# Misono Swedish Steel gyuto 240



## Aaron Pankonin (Jul 24, 2017)

This was my first Japanese knife purchase after reading so many helpful reviews on Cheftalk. My criteria was that I wanted a western style handle, carbon blade, flat profile, 240mm+ blade, budget under $150.

I never used a chefs knife over 8", but wanted to try one. This quickly eliminated MAC and Masomoto based on budget. I was also interested in the Masahiro line, but preferred the blade profile of the Misono Swedish Carbon. I'm sure there are many others in this price range and size, but I am happy with the selection.

Out of the box the knife was sharper than any I had used before. Since then I've touched it up on a 3000/8000 whetstone and will use a leather strop too. It has been an eye opening experience to use a truly sharp knife in the kitchen.
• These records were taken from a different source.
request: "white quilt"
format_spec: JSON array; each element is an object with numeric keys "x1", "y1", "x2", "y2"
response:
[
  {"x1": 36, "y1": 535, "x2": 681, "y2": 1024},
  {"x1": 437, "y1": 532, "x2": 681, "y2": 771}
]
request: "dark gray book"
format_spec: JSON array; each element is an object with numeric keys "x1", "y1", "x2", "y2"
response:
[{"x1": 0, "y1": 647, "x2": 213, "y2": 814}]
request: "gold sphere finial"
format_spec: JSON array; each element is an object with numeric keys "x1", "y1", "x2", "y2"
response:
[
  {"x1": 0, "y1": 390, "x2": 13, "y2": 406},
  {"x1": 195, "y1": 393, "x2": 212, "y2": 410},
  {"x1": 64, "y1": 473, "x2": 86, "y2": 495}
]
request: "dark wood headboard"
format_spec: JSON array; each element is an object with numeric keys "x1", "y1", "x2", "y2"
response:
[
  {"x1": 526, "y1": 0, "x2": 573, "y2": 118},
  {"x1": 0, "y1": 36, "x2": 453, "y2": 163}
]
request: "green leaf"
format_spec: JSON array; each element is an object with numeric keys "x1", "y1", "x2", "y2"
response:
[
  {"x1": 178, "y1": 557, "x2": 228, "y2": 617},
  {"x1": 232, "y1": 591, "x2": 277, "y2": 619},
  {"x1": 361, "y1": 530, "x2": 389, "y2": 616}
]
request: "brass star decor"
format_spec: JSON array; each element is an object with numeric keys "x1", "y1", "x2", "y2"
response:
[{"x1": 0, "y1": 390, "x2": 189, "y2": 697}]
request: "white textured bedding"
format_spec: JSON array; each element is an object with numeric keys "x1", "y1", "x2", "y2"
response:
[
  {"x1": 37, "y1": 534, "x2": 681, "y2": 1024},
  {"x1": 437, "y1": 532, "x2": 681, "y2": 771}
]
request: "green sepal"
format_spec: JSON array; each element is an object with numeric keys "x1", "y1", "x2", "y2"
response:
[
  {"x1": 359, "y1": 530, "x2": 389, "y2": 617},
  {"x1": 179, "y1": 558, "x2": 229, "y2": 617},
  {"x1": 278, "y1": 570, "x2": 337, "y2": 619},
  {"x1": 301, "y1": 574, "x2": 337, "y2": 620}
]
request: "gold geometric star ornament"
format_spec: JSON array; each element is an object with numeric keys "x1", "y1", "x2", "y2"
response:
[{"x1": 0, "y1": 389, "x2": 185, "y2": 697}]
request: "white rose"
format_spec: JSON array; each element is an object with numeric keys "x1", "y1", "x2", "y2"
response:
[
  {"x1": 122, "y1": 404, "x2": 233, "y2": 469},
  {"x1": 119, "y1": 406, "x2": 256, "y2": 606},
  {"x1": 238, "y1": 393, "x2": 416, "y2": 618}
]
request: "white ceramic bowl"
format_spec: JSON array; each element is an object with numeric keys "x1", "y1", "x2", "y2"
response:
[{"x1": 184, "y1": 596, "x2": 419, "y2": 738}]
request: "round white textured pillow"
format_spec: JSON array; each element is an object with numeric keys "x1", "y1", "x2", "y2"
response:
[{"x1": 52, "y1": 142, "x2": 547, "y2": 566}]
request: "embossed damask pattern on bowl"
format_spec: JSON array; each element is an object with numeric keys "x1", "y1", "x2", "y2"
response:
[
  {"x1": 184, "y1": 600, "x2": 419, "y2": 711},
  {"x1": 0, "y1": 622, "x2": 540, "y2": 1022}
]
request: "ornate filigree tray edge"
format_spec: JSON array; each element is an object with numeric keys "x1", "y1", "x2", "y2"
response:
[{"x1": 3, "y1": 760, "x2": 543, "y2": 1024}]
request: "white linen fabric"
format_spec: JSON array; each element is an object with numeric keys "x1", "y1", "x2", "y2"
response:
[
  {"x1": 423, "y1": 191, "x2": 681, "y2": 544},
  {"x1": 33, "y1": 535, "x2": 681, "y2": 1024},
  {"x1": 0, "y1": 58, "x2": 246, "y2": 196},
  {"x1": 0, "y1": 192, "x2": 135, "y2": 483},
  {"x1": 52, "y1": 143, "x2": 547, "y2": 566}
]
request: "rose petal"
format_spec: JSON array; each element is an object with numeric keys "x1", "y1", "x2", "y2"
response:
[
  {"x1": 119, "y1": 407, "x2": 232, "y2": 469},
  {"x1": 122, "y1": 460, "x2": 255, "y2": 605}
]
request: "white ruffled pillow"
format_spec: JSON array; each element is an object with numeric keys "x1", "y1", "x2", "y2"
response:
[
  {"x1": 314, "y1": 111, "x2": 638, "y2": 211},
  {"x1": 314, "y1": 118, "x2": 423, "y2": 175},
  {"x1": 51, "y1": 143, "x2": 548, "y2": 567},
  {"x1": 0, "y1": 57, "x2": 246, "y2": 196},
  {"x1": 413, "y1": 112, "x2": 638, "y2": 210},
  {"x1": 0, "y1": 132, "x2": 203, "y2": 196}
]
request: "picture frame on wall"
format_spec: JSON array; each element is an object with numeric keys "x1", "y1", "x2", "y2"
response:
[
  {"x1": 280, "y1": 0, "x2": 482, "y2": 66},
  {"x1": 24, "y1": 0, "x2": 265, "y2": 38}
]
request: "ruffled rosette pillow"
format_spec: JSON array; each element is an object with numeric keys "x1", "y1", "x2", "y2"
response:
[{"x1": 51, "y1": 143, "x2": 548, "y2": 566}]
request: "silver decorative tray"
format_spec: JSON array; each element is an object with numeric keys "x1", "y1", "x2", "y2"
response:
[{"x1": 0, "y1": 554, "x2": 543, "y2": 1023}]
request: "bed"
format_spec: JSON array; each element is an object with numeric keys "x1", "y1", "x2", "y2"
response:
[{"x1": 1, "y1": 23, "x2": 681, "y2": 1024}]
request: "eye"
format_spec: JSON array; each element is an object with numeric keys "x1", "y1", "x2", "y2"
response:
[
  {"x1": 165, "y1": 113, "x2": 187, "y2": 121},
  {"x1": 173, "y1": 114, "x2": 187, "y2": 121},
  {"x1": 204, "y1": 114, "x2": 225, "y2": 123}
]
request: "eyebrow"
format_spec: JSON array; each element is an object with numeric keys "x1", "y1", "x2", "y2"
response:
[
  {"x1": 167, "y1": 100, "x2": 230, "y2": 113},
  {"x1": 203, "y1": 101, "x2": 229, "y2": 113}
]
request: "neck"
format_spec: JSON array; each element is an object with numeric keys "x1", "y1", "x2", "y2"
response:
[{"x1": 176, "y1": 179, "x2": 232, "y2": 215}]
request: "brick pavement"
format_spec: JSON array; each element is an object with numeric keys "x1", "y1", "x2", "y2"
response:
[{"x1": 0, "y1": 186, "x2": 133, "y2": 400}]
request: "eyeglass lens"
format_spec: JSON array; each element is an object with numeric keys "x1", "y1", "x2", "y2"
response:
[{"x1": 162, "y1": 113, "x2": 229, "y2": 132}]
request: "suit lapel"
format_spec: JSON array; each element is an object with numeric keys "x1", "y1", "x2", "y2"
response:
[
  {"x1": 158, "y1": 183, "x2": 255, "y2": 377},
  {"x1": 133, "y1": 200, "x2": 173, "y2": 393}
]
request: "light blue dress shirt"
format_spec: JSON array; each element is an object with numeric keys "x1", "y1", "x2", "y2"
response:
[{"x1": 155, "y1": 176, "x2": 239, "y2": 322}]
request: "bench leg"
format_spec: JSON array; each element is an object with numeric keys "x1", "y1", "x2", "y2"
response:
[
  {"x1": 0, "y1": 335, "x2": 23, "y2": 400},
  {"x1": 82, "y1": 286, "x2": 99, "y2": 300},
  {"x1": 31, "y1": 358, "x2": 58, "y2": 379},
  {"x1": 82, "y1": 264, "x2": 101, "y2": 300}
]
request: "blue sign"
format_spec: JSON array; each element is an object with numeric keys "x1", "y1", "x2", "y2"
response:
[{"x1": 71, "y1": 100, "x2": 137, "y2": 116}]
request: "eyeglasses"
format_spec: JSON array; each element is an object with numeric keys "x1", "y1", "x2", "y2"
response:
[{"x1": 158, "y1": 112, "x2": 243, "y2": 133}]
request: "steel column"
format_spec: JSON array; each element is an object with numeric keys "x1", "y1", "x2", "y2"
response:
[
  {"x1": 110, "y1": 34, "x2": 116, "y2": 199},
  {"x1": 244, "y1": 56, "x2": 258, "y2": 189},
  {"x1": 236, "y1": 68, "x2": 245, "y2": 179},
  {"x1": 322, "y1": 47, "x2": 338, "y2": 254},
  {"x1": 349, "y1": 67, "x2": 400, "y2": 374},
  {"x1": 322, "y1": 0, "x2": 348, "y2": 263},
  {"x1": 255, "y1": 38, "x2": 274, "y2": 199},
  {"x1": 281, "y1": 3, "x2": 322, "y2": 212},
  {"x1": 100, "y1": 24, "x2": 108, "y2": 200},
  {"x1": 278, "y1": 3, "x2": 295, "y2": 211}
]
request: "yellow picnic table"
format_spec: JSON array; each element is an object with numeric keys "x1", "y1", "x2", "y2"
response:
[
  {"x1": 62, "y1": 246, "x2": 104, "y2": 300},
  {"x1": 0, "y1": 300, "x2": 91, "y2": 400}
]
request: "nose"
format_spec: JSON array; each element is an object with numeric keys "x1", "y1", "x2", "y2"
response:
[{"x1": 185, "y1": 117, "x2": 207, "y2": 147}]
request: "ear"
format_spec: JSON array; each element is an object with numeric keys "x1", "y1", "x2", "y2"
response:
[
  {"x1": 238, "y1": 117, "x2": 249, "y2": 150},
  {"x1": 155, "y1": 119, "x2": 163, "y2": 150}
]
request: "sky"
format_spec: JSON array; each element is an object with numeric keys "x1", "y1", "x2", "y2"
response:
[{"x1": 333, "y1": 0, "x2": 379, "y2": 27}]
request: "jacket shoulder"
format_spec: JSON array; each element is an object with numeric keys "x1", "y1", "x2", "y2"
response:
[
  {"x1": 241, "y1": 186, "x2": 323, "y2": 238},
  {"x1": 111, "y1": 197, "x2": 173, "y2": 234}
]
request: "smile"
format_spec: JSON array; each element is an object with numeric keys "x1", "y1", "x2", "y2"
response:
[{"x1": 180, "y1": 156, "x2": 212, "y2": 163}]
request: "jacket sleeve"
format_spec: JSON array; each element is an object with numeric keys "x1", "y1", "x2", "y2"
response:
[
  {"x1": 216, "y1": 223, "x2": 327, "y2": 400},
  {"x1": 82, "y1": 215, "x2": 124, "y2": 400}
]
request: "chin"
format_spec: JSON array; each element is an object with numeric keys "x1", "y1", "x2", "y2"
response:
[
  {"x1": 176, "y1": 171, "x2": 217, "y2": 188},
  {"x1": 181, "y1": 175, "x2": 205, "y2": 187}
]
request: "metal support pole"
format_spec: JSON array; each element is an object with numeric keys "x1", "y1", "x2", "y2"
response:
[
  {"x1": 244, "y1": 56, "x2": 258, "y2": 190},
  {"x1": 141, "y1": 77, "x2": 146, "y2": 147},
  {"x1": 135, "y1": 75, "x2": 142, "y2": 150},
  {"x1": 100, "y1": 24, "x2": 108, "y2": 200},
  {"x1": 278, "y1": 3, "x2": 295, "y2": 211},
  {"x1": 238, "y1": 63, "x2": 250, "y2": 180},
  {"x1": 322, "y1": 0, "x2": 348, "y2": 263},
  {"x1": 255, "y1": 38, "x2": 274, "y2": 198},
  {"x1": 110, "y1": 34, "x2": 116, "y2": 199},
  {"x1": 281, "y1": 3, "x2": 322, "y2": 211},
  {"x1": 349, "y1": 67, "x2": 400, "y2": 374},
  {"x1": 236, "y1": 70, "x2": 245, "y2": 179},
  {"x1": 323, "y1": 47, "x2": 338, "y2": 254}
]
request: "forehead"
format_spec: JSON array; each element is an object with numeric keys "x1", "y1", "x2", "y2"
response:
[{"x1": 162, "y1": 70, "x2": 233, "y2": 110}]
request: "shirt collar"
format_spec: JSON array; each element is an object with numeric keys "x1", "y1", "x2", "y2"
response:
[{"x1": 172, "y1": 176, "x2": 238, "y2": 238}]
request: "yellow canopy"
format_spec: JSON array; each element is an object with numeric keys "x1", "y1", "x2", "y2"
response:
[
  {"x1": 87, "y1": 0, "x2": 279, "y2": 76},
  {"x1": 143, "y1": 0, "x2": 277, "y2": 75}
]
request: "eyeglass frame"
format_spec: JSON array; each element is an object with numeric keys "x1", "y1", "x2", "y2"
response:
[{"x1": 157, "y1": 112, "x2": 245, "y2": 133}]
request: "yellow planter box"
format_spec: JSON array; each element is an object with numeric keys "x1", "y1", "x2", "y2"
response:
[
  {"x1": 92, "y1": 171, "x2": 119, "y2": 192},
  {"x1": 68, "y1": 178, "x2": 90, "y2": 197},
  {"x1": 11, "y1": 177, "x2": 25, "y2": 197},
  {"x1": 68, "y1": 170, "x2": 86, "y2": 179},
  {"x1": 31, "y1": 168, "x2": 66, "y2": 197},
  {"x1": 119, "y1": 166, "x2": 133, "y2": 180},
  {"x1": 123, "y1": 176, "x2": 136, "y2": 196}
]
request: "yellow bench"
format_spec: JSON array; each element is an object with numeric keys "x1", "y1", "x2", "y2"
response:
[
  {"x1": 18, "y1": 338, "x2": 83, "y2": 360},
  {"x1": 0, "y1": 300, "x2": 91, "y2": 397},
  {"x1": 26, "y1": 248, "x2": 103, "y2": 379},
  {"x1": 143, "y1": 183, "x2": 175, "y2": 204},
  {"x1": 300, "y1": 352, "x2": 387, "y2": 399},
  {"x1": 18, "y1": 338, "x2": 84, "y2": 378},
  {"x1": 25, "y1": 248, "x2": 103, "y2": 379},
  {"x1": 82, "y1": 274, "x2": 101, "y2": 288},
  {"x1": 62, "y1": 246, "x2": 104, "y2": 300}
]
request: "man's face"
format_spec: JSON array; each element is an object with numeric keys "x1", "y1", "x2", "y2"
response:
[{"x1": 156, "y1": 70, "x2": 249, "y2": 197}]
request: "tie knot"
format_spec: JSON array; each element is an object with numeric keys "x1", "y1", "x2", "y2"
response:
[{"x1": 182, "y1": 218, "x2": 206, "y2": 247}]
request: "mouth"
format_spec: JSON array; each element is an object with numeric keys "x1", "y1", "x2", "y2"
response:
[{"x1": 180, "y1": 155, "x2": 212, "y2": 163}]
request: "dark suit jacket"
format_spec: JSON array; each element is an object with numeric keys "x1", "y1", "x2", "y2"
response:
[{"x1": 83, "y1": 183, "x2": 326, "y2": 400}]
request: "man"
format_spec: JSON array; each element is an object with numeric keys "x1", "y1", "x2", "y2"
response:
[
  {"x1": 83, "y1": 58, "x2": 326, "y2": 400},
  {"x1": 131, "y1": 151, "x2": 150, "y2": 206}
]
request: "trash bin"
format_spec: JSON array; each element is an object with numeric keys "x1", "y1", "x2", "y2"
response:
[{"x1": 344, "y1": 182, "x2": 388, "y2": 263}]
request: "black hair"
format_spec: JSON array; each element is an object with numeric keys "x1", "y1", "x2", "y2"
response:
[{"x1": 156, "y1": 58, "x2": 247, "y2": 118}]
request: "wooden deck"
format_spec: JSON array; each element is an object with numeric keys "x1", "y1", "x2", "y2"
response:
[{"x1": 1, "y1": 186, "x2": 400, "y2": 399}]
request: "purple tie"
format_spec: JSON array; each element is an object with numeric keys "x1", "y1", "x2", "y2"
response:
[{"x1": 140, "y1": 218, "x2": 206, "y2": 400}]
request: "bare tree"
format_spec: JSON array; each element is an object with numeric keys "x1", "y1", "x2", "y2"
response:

The handle is comfortable and the overall fit and finish was very good. I prefer stainless handle pins and these are brass.

It is taking some learning to use the extra length blade, but this has quickly become my go to knife. My chef knife went from being never used, to me looking for things to cut up in the kitchen.

I prepare guacamole and pico de gallo often and used to dread squishing tomatoes for the dish. Now the are properly sliced and chopped. It makes easy work of carrots and even sweet potatoes.

The reviews I read did indicate the blade is highly reactive and I did notice this after a couple of uses. I used a mustard to patina the blade and it has held up well so far. Some may or may not like the designs etched in the blades, but I like it.


----------



## rick alan (Nov 15, 2012)

Aaron Pankonin said:


> View attachment 64139
> T
> I prepare guacamole and pico de gallo often and used to dread squishing tomatoes for the dish. Now the are properly sliced and chopped. It makes easy work of carrots and even sweet potatoes.


Slicing food, as opposed to crushing it, makes a difference in any dish, and some more so then others. Thin and sharp ALWAYS wins the day. Thanks for the follow up, we always appreciate hearing from those who come here for advice.


----------



## morning glory (May 28, 2015)

Hungarian Goulash using beef shin. I bought some Hungarian paprika on the internet - its a revelation, completely different from other paprika I've had and very hot! I marinated the beef in the paprika overnight.










Then slow cooked it with caraway seeds and chicken stock. I added a little cornflour to thicken the sauce. The green peppers were cooked separately to preserve their colour.


----------



## rick alan (Nov 15, 2012)

MG, aren't you actually looking for the monthly challenge?


----------